Things often start out well. A child will learn most of the alphabet fine and then even a few words without seeming to have a problem.
As things move on, the child starts to guess more words, sometimes with no relation to the word on the page.
Then the books get more complicated and the child's reading seems to go into reverse.
Eventually it all gets too much and the child's confidence collapses. By now it can be very difficult to progress in any direction because there will be heavy resistance to reading at all.
This can become a permanent situation, without the right help. That will destroy the child's changes of reaching anything like his or her full potential. And yet we find it can usually be fixed in a few weeks.
Why This Happens
Reading is a complex task and it is natural for a child to use whatever approach seems easiest. If your child has a good visual memory, then remembering words by sight seems the best option.
Any child will almost certainly be being taught phonics in the classroom. But, in a whole class setting, it is easy to be quietly baffled, without the teacher really knowing or having the time to work through it one-on-one in any case.
Most early reading systems start with books using a very limited vocabulary, which is repeated heavily through each book. This actually encourages the memorisation technique that the visual child has developed.

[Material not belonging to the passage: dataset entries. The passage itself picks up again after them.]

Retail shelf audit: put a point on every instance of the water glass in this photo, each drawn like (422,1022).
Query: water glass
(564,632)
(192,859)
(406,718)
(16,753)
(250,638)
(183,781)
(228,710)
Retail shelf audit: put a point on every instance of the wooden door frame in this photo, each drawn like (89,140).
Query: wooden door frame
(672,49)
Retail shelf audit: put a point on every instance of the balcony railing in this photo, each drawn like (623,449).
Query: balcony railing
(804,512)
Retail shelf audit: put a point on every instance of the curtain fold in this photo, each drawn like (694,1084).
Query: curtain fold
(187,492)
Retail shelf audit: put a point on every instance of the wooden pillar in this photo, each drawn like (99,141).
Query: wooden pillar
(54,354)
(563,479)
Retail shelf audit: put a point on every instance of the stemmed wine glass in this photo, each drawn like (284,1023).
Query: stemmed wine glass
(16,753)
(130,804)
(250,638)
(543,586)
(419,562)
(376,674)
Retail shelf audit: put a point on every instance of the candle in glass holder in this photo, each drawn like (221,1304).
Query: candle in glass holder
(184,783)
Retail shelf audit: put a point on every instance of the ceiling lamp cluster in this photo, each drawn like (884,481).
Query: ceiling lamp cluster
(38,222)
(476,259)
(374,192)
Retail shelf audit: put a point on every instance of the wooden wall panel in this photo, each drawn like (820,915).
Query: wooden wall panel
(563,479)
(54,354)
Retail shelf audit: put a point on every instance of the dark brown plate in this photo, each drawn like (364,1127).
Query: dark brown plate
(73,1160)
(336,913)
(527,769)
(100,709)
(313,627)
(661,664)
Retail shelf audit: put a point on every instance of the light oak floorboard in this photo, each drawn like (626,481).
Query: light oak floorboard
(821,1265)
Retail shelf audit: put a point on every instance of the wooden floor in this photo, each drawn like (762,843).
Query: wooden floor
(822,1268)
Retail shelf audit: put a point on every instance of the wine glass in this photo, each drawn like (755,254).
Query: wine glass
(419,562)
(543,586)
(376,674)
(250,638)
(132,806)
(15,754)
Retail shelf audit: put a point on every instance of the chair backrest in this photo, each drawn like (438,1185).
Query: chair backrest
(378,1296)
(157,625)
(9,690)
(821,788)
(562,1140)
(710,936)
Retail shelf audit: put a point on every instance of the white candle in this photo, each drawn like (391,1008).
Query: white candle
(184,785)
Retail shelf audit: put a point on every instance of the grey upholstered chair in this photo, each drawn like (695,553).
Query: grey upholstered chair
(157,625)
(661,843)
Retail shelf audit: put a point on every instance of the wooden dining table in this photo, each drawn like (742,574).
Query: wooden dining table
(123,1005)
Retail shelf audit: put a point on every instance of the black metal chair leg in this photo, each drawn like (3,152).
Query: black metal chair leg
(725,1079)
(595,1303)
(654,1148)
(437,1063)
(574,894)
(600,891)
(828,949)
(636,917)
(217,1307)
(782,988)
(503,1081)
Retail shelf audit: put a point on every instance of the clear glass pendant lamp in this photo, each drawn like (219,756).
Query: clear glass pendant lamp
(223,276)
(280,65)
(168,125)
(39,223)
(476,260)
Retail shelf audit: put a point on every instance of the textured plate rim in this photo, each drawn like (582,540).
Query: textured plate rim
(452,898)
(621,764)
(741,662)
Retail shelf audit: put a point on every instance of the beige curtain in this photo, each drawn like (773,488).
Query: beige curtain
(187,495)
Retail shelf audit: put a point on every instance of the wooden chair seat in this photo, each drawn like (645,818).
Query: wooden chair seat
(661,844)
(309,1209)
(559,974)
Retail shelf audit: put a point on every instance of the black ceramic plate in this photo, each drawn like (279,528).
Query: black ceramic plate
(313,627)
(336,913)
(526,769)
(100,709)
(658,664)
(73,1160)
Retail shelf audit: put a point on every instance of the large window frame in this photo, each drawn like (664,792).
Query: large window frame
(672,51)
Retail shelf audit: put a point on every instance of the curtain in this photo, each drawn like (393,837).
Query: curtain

But, unfortunately, the child's reading is not really progressing at all. And eventually you reach the end of the blind alley.
We need to guide the child out and carefully into the right direction.
The Solution
The first thing is to give the child a method by which to remember all the different phonemes. For instance, in the Easyread Coaching System we do that by using bright and active visual images which are very easy for the child to remember. They become the hooks by which the child can remember all the different sounds. This is a classic memory enhancement technique first developed by the Ancient Greeks.
The next goal is to move the child away from the shortcuts being employed of memorisation and guessing. In Easyread we have developed games and exercises specially for this.
And finally, the child needs to be able to practise reading without fear and loathing. In Easyread we achieve that by showing the text with the phoneme images floating above them. It allows the child to read the text unaided and build experience and confidence each day.
With these changes in place, we see children who have been struggling for years crack the reading puzzle in a matter of weeks.